Tribunal Administratif de Châlons-en-Champagne — Décision N° TA51-2300074

mercredi 24 juillet 2024

JuridictionTribunal Administratif de Châlons-en-Champagne
SectionTribunal Administratif de Châlons-en-Champagne
N° DossierTA51-2300074
TypeDécision
RecoursExcès de pouvoir
PublicationC
Formation3ème chambre

Texte intégral

Vu la procédure suivante :

Par une ordonnance n°2201626 du 12 janvier 2023, enregistrée le même jour au greffe du tribunal, le tribunal administratif de Bastia a transmis au tribunal administratif de Châlons-en-Champagne la requête présentée par M. B.

Par une requête enregistrée le 29 décembre 2022 au greffe du tribunal administratif de Bastia, M. A B demande au tribunal d'annuler un titre de perception émis le 28 avril 2022 mettant à sa charge une somme de 1 031,42 euros correspondant à un trop perçu de rémunération pour la période du 1er au 28 février 2021.

Il soutient que ce titre méconnaît le décret n°2011-1245 du 5 octobre 2011 relatif à la rémunération des militaires et que les sommes ne pouvaient lui être réclamées.

Par un mémoire en défense, enregistré le 7 février 2024, la ministre des armées conclut au rejet de la requête.

Elle fait valoir que :

- la requête est irrecevable car le seul moyen soulevé par le requérant est inopérant ;

- la créance est fondée.

Par ordonnance du 27 février 2024, la clôture d'instruction a été fixée au 20 mars 2024.

Vu les autres pièces du dossier.

Vu :

- le code de la défense ;

- le décret du 10 janvier 1912 portant règlement sur la solde et les revues ;

- le code de justice administrative.

Les parties ont été régulièrement averties du jour de l'audience.

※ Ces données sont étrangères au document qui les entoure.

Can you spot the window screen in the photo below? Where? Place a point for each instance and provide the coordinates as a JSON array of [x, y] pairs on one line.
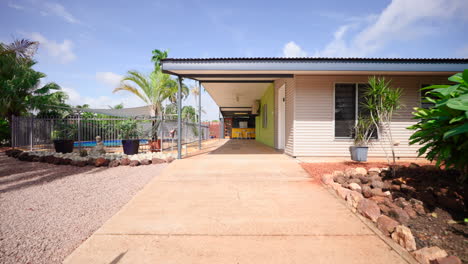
[[345, 109], [424, 103]]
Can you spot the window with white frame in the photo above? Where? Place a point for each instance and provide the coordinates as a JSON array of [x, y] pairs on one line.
[[349, 98]]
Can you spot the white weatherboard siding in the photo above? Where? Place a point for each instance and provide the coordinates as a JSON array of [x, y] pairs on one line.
[[312, 131]]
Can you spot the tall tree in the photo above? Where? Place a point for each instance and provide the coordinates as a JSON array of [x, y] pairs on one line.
[[152, 89], [20, 85]]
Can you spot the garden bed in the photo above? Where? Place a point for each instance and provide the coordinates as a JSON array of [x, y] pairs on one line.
[[439, 222]]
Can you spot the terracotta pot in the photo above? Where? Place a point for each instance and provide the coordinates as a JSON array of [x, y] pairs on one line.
[[130, 146], [155, 145]]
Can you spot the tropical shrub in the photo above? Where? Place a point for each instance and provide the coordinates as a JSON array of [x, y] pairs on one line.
[[443, 129], [128, 129], [382, 100]]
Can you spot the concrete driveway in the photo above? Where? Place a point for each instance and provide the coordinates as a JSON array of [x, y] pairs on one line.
[[241, 203]]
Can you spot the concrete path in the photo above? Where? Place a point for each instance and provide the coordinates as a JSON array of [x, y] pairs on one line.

Ont été entendus au cours de l'audience publique :

- le rapport de Mme Alibert,

- et les conclusions de M. Friedrich, rapporteur public.

Considérant ce qui suit :

1. M. B s'est engagé dans l'armée le 9 mai 2019 et était affecté au 8ème régiment du matériel situé à Mourmelon-le-Grand. Par arrêté du 28 janvier 2021, il a été radié des contrôles d'office de l'armée d'active pour réforme définitive. L'établissement national de la solde l'a informé par courrier du 4 juin 2021, d'un trop versé d'un montant net de 1 031,42 euros se rapportant à la période du 1er février au 28 février en indiquant que son recouvrement ferait l'objet d'un titre de perception émis par la direction départementale des finances publiques de Moselle. M B a été destinataire d'un titre de perception le 28 avril 2022. Il a contesté ce titre de perception le 19 mai 2022 dans le cadre d'un recours administratif préalable obligatoire auprès du comptable public en charge du recouvrement qui l'a transmis à l'ordonnateur. Le 1er juillet 2022, le directeur de l'établissement national de la solde a rejeté la demande du requérant. Par la présente requête, M. B demande l'annulation du titre exécutoire et doit être regardé comme demandant également l'annulation de la décision du 1er juillet 2022 rejetant son recours.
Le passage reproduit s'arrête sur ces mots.